The water was really cold for a mid May summer. I should've noticed it before, but when I popped open the Subaru door and the water in its entirety hit me, it chilled me to the bone and made me realize just how cold it was. And being at the bottom of the river thing was just as bad too; I could barely see the sunlight. The boy grabbed my hand and pulled me up, indicating for me to swim myself to the surface. With somewhat of a breaststroke, the guy and myself pulled ourselves up to the surface, and immediately, I was confronted with the noises of metal against metal, almost like swords clashing as you hear in movies.
Up on the bridge, I realized that the snake lady wasn't fake, as she was busy fighting with two girls, who were both probably my age – thirteen or fourteen. They both had swords, and were swinging them at the snake lady like pros, but the snake lady had a sword too, and was just as much of a pro as they were. "Dawn!" The guy in the water with me yelled. The brunette one looked down at us from the bridge. "What? I'm busy!" "Are you guys okay? I need to take her back to camp!" This girl, 'Dawn' nodded, and waved us away. "Oh, and her mother is still in the water, so take care of that too, because we're going to go!" Dawn turned around and gave us the thumbs up before turning back to the snake woman.

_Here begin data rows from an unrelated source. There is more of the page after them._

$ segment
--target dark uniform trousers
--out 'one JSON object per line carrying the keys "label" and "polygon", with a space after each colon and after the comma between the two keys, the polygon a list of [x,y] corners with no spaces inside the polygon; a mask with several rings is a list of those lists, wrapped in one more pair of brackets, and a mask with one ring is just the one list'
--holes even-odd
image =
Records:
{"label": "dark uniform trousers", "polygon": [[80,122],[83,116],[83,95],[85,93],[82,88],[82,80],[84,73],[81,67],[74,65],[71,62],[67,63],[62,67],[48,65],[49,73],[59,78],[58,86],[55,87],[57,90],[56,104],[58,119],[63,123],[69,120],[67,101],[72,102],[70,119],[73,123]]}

The boy turned to me, saying "Okay, we're gonna take you back to the camp, and your mother will be taken care of." I had no idea what he was even trying to tell me, and to be honest, I wasn't sure if I even wanted to know. After he assured me everything was gonna be okay, he pulled his black hair out of his face and screamed a name towards the sky. "Light! Come down! Light!"
And after a white Pegasus came crash landing into the water, I had no idea what to believe. With a snake woman on the bridge fighting a brunette and a redhead, and now a Pegasus, I should have been believing that – even though it sounds so cliché – I was dreaming. But for some reason, I didn't. Natural instinct told me to just go with the flow, accept everything was real, and do what this blackhaired kid said.
The kid gave me a boost into the saddle, and after I was situated in the back, he climbed in front of me, grabbing hold of the reigns. "We'll be at camp! If you aren't back by the time it's four, I'm sending out a search party!" and then he mumbled about something, and kicked his hightop Converse into the sides of the winged horse, instantly making me wrap my arms around the guys waist and causing the Pegasus to spread its wings and jump into the air, accelerating and ascending into the cold clouds that were almost as cold as the water that I just escaped from.
"Okay, so, what's the name?" He asks me, his voice actually quite low for someone of his age. "Valencia Wainscott. And you are?" He shoots back with "Ryan Weekes. Son of Thanatos. Do you know what you are yet?" I quirked an eyebrow. "What do you mean by that?"
"Okay, well, this sounds insane and crazy, but you know like… Zeus and Poseidon and those Greek gods that can do cool stuff?" "Yeah, I guess?" "Well, they're real. And sometimes, they come down to Earth from Mount Olympus, get involved with a human, and have half human half god kids called Demigods, also called 'half-bloods'." I paused and digested this for a moment. "So you're saying, I'm one of these… ah… 'half-bloods?'" He nodded. I didn't pursue the topic any further. I didn't really even want to.
"So, um, just out of curiosity, where are we going, exactly?" He glanced back at me, holding the reins tighter in his white knuckle grasp.
"Well, Valencia, we are going to Camp Half-Blood, exactly."